Likewise, 70 percent expect to do the same with employment and investment levels, while 63 percent believe they can maintain or increase their revenues.
Foreign firms give the business climate in the country a score of 2.7 points out of 5, slightly lower than in 2011, although this barometer does not yet reflect the impact of the latest structural reforms implemented during the current fiscal year.
While foreign investors feel that Spain has made progress with its regulatory framework, the trend since 2011 has been negative in the other areas analyzed.
According to the companies surveyed, infrastructure, particularly airports and high-speed trains, is among the country’s strong points.
They also rate the availability of skilled and unskilled labor, and cite the areas of leisure and culture.
Another advantage for Spain in attracting foreign investment is the size of its market, although respondents believe it is still lacking in terms of its dimensions and accessibility.
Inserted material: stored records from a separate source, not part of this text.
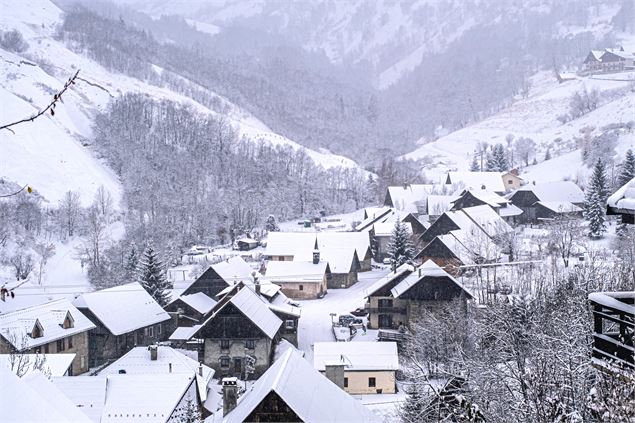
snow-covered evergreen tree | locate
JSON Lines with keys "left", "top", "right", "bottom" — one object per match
{"left": 138, "top": 243, "right": 171, "bottom": 306}
{"left": 617, "top": 149, "right": 634, "bottom": 188}
{"left": 124, "top": 242, "right": 139, "bottom": 280}
{"left": 584, "top": 159, "right": 608, "bottom": 238}
{"left": 265, "top": 214, "right": 280, "bottom": 232}
{"left": 470, "top": 156, "right": 480, "bottom": 172}
{"left": 400, "top": 384, "right": 424, "bottom": 423}
{"left": 485, "top": 144, "right": 508, "bottom": 172}
{"left": 387, "top": 220, "right": 415, "bottom": 267}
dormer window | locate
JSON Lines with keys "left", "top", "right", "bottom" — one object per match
{"left": 31, "top": 319, "right": 44, "bottom": 339}
{"left": 61, "top": 311, "right": 75, "bottom": 329}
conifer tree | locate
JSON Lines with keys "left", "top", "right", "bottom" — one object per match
{"left": 388, "top": 220, "right": 415, "bottom": 267}
{"left": 585, "top": 159, "right": 608, "bottom": 238}
{"left": 400, "top": 384, "right": 424, "bottom": 422}
{"left": 470, "top": 156, "right": 480, "bottom": 172}
{"left": 544, "top": 148, "right": 551, "bottom": 161}
{"left": 485, "top": 144, "right": 508, "bottom": 172}
{"left": 124, "top": 242, "right": 138, "bottom": 280}
{"left": 138, "top": 243, "right": 171, "bottom": 306}
{"left": 617, "top": 149, "right": 635, "bottom": 188}
{"left": 265, "top": 214, "right": 280, "bottom": 232}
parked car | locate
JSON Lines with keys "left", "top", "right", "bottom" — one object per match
{"left": 350, "top": 307, "right": 368, "bottom": 317}
{"left": 382, "top": 258, "right": 392, "bottom": 265}
{"left": 339, "top": 314, "right": 363, "bottom": 327}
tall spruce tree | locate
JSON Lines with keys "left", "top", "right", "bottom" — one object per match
{"left": 585, "top": 159, "right": 608, "bottom": 238}
{"left": 470, "top": 155, "right": 480, "bottom": 172}
{"left": 387, "top": 220, "right": 415, "bottom": 267}
{"left": 617, "top": 149, "right": 635, "bottom": 187}
{"left": 138, "top": 243, "right": 171, "bottom": 306}
{"left": 485, "top": 144, "right": 509, "bottom": 172}
{"left": 124, "top": 242, "right": 138, "bottom": 280}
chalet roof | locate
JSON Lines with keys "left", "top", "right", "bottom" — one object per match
{"left": 265, "top": 232, "right": 316, "bottom": 257}
{"left": 607, "top": 177, "right": 635, "bottom": 212}
{"left": 0, "top": 299, "right": 95, "bottom": 350}
{"left": 0, "top": 353, "right": 75, "bottom": 377}
{"left": 356, "top": 207, "right": 394, "bottom": 231}
{"left": 169, "top": 324, "right": 202, "bottom": 341}
{"left": 454, "top": 189, "right": 510, "bottom": 208}
{"left": 446, "top": 171, "right": 505, "bottom": 192}
{"left": 266, "top": 232, "right": 371, "bottom": 264}
{"left": 364, "top": 263, "right": 415, "bottom": 298}
{"left": 588, "top": 292, "right": 635, "bottom": 315}
{"left": 1, "top": 368, "right": 93, "bottom": 423}
{"left": 317, "top": 232, "right": 371, "bottom": 260}
{"left": 265, "top": 260, "right": 329, "bottom": 284}
{"left": 373, "top": 221, "right": 412, "bottom": 237}
{"left": 386, "top": 184, "right": 435, "bottom": 213}
{"left": 515, "top": 181, "right": 584, "bottom": 203}
{"left": 222, "top": 348, "right": 380, "bottom": 423}
{"left": 536, "top": 201, "right": 582, "bottom": 213}
{"left": 73, "top": 282, "right": 170, "bottom": 336}
{"left": 178, "top": 292, "right": 217, "bottom": 314}
{"left": 604, "top": 48, "right": 634, "bottom": 60}
{"left": 391, "top": 260, "right": 473, "bottom": 299}
{"left": 313, "top": 341, "right": 399, "bottom": 371}
{"left": 462, "top": 205, "right": 513, "bottom": 237}
{"left": 499, "top": 203, "right": 524, "bottom": 217}
{"left": 102, "top": 373, "right": 195, "bottom": 423}
{"left": 100, "top": 346, "right": 214, "bottom": 403}
{"left": 588, "top": 50, "right": 605, "bottom": 62}
{"left": 52, "top": 376, "right": 107, "bottom": 422}
{"left": 212, "top": 256, "right": 255, "bottom": 284}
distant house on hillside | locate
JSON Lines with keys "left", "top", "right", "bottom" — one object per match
{"left": 445, "top": 171, "right": 506, "bottom": 193}
{"left": 364, "top": 261, "right": 473, "bottom": 330}
{"left": 508, "top": 181, "right": 584, "bottom": 223}
{"left": 583, "top": 47, "right": 635, "bottom": 73}
{"left": 313, "top": 342, "right": 399, "bottom": 395}
{"left": 0, "top": 299, "right": 95, "bottom": 375}
{"left": 73, "top": 282, "right": 171, "bottom": 368}
{"left": 218, "top": 348, "right": 380, "bottom": 423}
{"left": 502, "top": 170, "right": 523, "bottom": 191}
{"left": 606, "top": 176, "right": 635, "bottom": 224}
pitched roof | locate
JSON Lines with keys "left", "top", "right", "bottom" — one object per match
{"left": 364, "top": 263, "right": 415, "bottom": 298}
{"left": 265, "top": 233, "right": 316, "bottom": 257}
{"left": 313, "top": 342, "right": 399, "bottom": 371}
{"left": 178, "top": 292, "right": 217, "bottom": 314}
{"left": 356, "top": 207, "right": 394, "bottom": 231}
{"left": 0, "top": 353, "right": 75, "bottom": 377}
{"left": 461, "top": 205, "right": 513, "bottom": 238}
{"left": 223, "top": 348, "right": 380, "bottom": 423}
{"left": 454, "top": 189, "right": 510, "bottom": 208}
{"left": 386, "top": 184, "right": 435, "bottom": 212}
{"left": 317, "top": 232, "right": 371, "bottom": 260}
{"left": 52, "top": 376, "right": 107, "bottom": 422}
{"left": 212, "top": 256, "right": 255, "bottom": 284}
{"left": 446, "top": 171, "right": 505, "bottom": 192}
{"left": 427, "top": 194, "right": 459, "bottom": 216}
{"left": 536, "top": 201, "right": 582, "bottom": 213}
{"left": 607, "top": 177, "right": 635, "bottom": 212}
{"left": 516, "top": 181, "right": 584, "bottom": 203}
{"left": 373, "top": 221, "right": 412, "bottom": 237}
{"left": 0, "top": 299, "right": 95, "bottom": 349}
{"left": 265, "top": 260, "right": 329, "bottom": 284}
{"left": 391, "top": 260, "right": 473, "bottom": 299}
{"left": 73, "top": 282, "right": 170, "bottom": 336}
{"left": 0, "top": 368, "right": 92, "bottom": 423}
{"left": 100, "top": 346, "right": 214, "bottom": 402}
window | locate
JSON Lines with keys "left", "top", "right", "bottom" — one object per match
{"left": 344, "top": 377, "right": 349, "bottom": 388}
{"left": 378, "top": 298, "right": 393, "bottom": 308}
{"left": 220, "top": 357, "right": 230, "bottom": 368}
{"left": 508, "top": 179, "right": 513, "bottom": 185}
{"left": 245, "top": 339, "right": 256, "bottom": 350}
{"left": 148, "top": 326, "right": 154, "bottom": 338}
{"left": 157, "top": 324, "right": 162, "bottom": 335}
{"left": 31, "top": 320, "right": 43, "bottom": 338}
{"left": 285, "top": 320, "right": 295, "bottom": 329}
{"left": 44, "top": 344, "right": 49, "bottom": 354}
{"left": 220, "top": 339, "right": 230, "bottom": 350}
{"left": 62, "top": 312, "right": 74, "bottom": 329}
{"left": 368, "top": 377, "right": 376, "bottom": 388}
{"left": 81, "top": 355, "right": 85, "bottom": 369}
{"left": 57, "top": 339, "right": 65, "bottom": 352}
{"left": 299, "top": 285, "right": 304, "bottom": 291}
{"left": 68, "top": 335, "right": 73, "bottom": 349}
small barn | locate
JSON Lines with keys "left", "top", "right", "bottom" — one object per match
{"left": 264, "top": 254, "right": 330, "bottom": 300}
{"left": 508, "top": 181, "right": 584, "bottom": 223}
{"left": 236, "top": 238, "right": 259, "bottom": 251}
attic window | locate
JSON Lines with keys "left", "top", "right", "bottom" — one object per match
{"left": 61, "top": 312, "right": 75, "bottom": 329}
{"left": 30, "top": 320, "right": 44, "bottom": 339}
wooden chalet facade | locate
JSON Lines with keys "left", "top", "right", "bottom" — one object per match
{"left": 419, "top": 213, "right": 461, "bottom": 244}
{"left": 326, "top": 250, "right": 361, "bottom": 289}
{"left": 415, "top": 236, "right": 463, "bottom": 272}
{"left": 181, "top": 266, "right": 234, "bottom": 299}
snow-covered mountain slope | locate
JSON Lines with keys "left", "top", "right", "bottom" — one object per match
{"left": 403, "top": 68, "right": 635, "bottom": 185}
{"left": 127, "top": 0, "right": 628, "bottom": 89}
{"left": 0, "top": 0, "right": 362, "bottom": 207}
Human capital, the most important area for foreign companies, was also rated positively, albeit with room for improvement when it comes to proficiency in foreign languages, accepting responsibilities, learning capacity and availability of skilled labor — all essential aspects for ensuring competitiveness over the medium and long terms.
Notably, the level of Spanish business schools continues to meet the expectations of foreign investors.
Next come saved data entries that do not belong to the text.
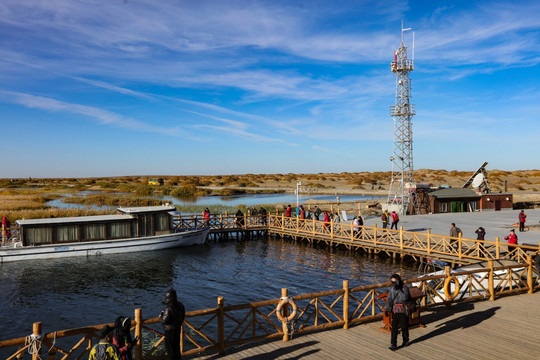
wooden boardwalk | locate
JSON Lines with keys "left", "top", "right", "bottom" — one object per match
{"left": 188, "top": 291, "right": 540, "bottom": 360}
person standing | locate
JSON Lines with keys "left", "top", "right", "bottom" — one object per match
{"left": 314, "top": 206, "right": 321, "bottom": 221}
{"left": 259, "top": 207, "right": 267, "bottom": 226}
{"left": 518, "top": 210, "right": 527, "bottom": 232}
{"left": 384, "top": 274, "right": 410, "bottom": 351}
{"left": 381, "top": 211, "right": 389, "bottom": 229}
{"left": 202, "top": 208, "right": 210, "bottom": 227}
{"left": 285, "top": 205, "right": 292, "bottom": 217}
{"left": 159, "top": 289, "right": 186, "bottom": 360}
{"left": 2, "top": 216, "right": 10, "bottom": 241}
{"left": 235, "top": 209, "right": 244, "bottom": 228}
{"left": 390, "top": 211, "right": 399, "bottom": 230}
{"left": 504, "top": 229, "right": 518, "bottom": 251}
{"left": 112, "top": 316, "right": 138, "bottom": 360}
{"left": 475, "top": 227, "right": 486, "bottom": 240}
{"left": 323, "top": 211, "right": 330, "bottom": 229}
{"left": 89, "top": 325, "right": 120, "bottom": 360}
{"left": 449, "top": 223, "right": 462, "bottom": 248}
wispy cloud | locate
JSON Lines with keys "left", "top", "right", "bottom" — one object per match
{"left": 0, "top": 90, "right": 178, "bottom": 135}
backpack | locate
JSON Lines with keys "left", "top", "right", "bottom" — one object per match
{"left": 389, "top": 286, "right": 410, "bottom": 314}
{"left": 381, "top": 213, "right": 387, "bottom": 221}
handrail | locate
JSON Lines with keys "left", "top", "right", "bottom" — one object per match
{"left": 172, "top": 213, "right": 539, "bottom": 264}
{"left": 1, "top": 260, "right": 538, "bottom": 359}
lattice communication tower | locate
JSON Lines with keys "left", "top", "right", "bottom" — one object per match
{"left": 386, "top": 24, "right": 417, "bottom": 216}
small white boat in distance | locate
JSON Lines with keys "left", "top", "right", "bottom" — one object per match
{"left": 1, "top": 205, "right": 209, "bottom": 263}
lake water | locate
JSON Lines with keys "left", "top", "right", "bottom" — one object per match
{"left": 0, "top": 236, "right": 416, "bottom": 354}
{"left": 47, "top": 192, "right": 385, "bottom": 211}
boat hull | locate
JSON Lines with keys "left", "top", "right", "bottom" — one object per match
{"left": 0, "top": 228, "right": 209, "bottom": 263}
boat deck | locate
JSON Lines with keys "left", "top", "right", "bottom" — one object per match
{"left": 188, "top": 291, "right": 540, "bottom": 359}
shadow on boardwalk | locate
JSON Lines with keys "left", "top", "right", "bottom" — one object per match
{"left": 413, "top": 304, "right": 500, "bottom": 344}
{"left": 198, "top": 340, "right": 320, "bottom": 360}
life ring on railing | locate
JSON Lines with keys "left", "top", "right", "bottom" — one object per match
{"left": 444, "top": 275, "right": 460, "bottom": 300}
{"left": 276, "top": 297, "right": 297, "bottom": 323}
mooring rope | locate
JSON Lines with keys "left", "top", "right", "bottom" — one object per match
{"left": 25, "top": 334, "right": 42, "bottom": 360}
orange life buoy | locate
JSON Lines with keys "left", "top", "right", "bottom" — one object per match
{"left": 276, "top": 297, "right": 297, "bottom": 323}
{"left": 444, "top": 275, "right": 460, "bottom": 300}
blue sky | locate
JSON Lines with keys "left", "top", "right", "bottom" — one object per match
{"left": 1, "top": 1, "right": 539, "bottom": 178}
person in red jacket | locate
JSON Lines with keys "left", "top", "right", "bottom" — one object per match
{"left": 323, "top": 211, "right": 330, "bottom": 229}
{"left": 390, "top": 211, "right": 399, "bottom": 230}
{"left": 504, "top": 229, "right": 518, "bottom": 251}
{"left": 518, "top": 210, "right": 527, "bottom": 232}
{"left": 285, "top": 205, "right": 292, "bottom": 217}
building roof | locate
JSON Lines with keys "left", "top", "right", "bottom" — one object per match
{"left": 428, "top": 188, "right": 481, "bottom": 199}
{"left": 16, "top": 215, "right": 133, "bottom": 227}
In addition, the quality of life index helps make Spain an attractive destination for expatriates and their families, who value the country’s leisure and cultural offerings, as well as its health-care system.
The Flip Side
Spain’s main problems involve finance, its weakest category overall. The ratings are especially low in terms of costs and availability of financing in commercial banking.
Innovation and overhead costs are two other areas that fared poorly in the survey. With regard to innovation, the most problematic aspect is the amount of public spending on RD&I and business applications.
As for the regulatory environment, foreign investors call for greater stability, believing there is ample room for improvement in the degree of bureaucracy faced by companies, a problem echoed by other international competitiveness indices, such as the Global Competitiveness Report 2012-2013 of the World Economic Forum.
In terms of taxation, companies feel that the corporate taxes and Social Security payments made by firms need improvement.
In the eyes of foreign investors, the labor market has some glaring deficiencies, especially with respect to incentives and aid for hiring.
Nevertheless, improvements have been made in aspects such as employee termination costs and adapting labor legislation to the needs of companies.
Specifically, 72 percent of respondents believe that the labor reforms have given the market greater flexibility, and 68 percent consider the collective bargaining reform as positive.
The areas requiring special attention due to their relevance for foreign companies are: proficiency in foreign languages, acceptance of responsibilities and objectives, the bureaucratic burden on companies’ day-to-day activities, and incentives for hiring.